4The part which looks to Illyricum is of a more gentle ascent, so as to be climbed almost imperceptibly; but the side opposite to Thrace is very steep and precipitous, in some places absolutely impassable, and in others hard to climb even where no one seeks to prevent it. Beneath this lofty chain a spacious level plain extends in every direction, the upper portion of it reaching even to the Julian Alps, while the lower portion of it is so open and level as to present no obstacles all the way to the straits and sea of Marmora.
5Having arranged these matters as well as the occasion permitted, and having left there the commander of the cavalry, the emperor returned to Nissa, a considerable town, in order, without any hindrance, to settle everything in the way most suited to his interests.
6While there he appointed Victor, an historical writer, whom he had seen at Sirmium, and whom he ordered to follow him from that city, to be consular governor of the second Pannonia; and he erected in his honour a brazen statue, as a man to be imitated for his temperance; and some time after he was appointed prefect of Rome.
7And now, giving the rein to loftier ideas, and believing it to be impossible to bring Constantius to terms, he wrote a speech full of bitter invectives to the senate, setting forth many charges of disgrace and vice against him. And when this harangue, Tertullus still being prefect of the city, was read in the senate, the gratitude of the nobles, as well as their splendid boldness, was very conspicuous; for they all cried out with one unanimous feeling, “We expect that you should show reverence to the author of your own greatness.”

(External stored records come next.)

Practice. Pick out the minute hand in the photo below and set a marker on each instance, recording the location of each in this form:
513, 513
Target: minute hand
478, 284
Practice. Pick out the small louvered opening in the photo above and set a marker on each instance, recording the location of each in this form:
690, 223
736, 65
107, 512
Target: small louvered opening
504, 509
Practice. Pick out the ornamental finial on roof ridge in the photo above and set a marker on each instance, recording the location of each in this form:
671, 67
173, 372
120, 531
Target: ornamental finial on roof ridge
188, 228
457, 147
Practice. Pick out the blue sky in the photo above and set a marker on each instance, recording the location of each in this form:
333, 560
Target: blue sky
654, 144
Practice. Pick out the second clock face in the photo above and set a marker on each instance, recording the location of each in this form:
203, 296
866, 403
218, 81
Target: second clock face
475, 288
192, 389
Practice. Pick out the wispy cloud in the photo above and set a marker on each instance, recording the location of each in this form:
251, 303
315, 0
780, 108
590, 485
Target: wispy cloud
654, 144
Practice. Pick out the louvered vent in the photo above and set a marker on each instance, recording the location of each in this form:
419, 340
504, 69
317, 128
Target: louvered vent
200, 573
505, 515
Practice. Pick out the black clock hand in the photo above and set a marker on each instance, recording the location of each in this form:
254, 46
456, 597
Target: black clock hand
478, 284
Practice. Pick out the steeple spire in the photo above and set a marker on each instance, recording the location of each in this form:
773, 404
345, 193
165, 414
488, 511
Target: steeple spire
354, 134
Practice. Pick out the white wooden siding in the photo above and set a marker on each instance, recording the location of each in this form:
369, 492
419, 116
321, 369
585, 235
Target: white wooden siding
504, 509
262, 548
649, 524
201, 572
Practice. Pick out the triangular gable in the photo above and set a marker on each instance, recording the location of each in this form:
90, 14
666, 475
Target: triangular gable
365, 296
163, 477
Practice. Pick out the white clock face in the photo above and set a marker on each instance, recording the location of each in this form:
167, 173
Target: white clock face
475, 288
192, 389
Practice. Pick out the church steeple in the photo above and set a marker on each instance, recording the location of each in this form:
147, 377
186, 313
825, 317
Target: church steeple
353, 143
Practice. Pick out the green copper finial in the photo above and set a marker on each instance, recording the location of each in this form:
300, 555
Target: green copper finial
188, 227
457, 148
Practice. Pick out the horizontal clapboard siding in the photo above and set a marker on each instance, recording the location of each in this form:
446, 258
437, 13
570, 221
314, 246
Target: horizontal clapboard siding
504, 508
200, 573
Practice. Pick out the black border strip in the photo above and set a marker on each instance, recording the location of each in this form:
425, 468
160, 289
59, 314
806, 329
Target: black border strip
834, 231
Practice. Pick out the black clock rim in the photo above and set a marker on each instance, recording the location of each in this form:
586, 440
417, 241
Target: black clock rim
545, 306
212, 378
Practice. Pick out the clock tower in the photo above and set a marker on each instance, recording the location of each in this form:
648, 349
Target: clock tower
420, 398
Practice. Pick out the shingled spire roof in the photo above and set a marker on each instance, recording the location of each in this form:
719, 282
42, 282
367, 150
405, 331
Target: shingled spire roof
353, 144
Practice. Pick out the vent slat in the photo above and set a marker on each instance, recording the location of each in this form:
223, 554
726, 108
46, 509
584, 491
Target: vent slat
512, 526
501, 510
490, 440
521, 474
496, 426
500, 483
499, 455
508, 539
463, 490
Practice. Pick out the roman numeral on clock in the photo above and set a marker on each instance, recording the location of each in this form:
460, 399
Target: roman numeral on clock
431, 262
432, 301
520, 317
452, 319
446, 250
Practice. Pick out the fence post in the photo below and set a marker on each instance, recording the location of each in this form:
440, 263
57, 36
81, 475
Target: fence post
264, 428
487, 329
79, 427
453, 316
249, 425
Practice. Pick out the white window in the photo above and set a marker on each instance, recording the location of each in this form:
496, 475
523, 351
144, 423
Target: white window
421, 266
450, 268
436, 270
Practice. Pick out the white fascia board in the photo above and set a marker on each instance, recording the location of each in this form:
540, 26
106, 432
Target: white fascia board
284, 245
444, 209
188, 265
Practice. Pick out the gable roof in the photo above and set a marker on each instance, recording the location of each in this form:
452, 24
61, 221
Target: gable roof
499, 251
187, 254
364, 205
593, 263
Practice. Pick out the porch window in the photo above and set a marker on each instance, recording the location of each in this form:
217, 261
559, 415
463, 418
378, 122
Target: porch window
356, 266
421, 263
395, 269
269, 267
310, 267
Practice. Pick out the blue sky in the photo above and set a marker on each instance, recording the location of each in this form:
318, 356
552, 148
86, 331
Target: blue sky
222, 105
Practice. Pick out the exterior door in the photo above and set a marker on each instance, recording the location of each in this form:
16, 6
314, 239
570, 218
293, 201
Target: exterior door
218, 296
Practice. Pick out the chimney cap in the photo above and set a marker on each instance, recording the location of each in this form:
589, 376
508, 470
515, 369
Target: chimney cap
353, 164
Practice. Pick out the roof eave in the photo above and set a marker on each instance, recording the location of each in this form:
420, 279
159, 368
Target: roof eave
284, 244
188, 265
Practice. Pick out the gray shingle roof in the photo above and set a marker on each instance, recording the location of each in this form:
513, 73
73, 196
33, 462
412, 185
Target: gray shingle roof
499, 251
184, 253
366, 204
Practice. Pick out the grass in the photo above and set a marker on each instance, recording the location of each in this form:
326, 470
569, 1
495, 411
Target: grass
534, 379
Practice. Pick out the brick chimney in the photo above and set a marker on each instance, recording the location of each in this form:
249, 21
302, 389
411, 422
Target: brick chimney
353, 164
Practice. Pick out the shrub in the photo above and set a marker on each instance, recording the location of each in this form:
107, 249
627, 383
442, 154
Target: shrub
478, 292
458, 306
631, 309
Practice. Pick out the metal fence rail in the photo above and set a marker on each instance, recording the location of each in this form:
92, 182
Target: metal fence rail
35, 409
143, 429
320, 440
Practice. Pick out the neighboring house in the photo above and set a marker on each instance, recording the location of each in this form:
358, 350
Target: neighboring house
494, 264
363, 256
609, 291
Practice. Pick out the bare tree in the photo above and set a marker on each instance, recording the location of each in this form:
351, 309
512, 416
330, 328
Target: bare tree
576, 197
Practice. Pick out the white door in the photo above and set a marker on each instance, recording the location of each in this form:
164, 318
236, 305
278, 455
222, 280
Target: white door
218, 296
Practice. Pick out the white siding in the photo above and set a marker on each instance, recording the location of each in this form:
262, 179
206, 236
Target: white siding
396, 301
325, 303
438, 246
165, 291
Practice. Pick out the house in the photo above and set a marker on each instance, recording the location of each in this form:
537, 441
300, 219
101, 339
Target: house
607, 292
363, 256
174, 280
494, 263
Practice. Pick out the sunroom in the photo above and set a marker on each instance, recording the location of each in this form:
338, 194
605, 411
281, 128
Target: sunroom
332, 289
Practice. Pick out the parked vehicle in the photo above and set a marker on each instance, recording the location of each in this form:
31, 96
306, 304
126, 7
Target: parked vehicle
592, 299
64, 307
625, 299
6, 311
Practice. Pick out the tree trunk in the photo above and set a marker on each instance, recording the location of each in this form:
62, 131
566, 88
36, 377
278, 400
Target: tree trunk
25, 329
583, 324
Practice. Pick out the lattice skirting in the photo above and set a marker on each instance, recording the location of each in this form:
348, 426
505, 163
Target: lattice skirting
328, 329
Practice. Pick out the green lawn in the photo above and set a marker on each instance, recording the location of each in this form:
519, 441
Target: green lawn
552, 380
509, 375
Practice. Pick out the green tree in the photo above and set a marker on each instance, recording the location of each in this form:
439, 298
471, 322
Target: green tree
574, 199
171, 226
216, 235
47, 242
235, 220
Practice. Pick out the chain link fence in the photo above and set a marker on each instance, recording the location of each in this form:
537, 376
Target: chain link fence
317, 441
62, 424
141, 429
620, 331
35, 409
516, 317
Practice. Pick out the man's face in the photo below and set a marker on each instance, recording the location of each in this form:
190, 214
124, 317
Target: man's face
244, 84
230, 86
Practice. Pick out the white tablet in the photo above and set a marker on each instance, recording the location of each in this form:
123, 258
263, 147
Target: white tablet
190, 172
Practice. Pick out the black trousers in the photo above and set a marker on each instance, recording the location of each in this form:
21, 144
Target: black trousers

8Then he assailed the memory of Constantine also as an innovator and a disturber of established laws and of customs received from ancient times, accusing him of having been the first to promote barbarians to the fasces and robe of the consul. But in this respect he spoke with folly and levity, since, in the face of what he so bitterly reproved, he a very short time afterwards added to Mamertinus, as his colleague in the consulship, Nevitta, a man neither in rank, experience, or reputation at all equal to those on whom Constantine had conferred that illustrious magistracy, but who, on the contrary, was destitute of accomplishments and somewhat rude; and what was less easy to be endured, made a cruel use of his high power.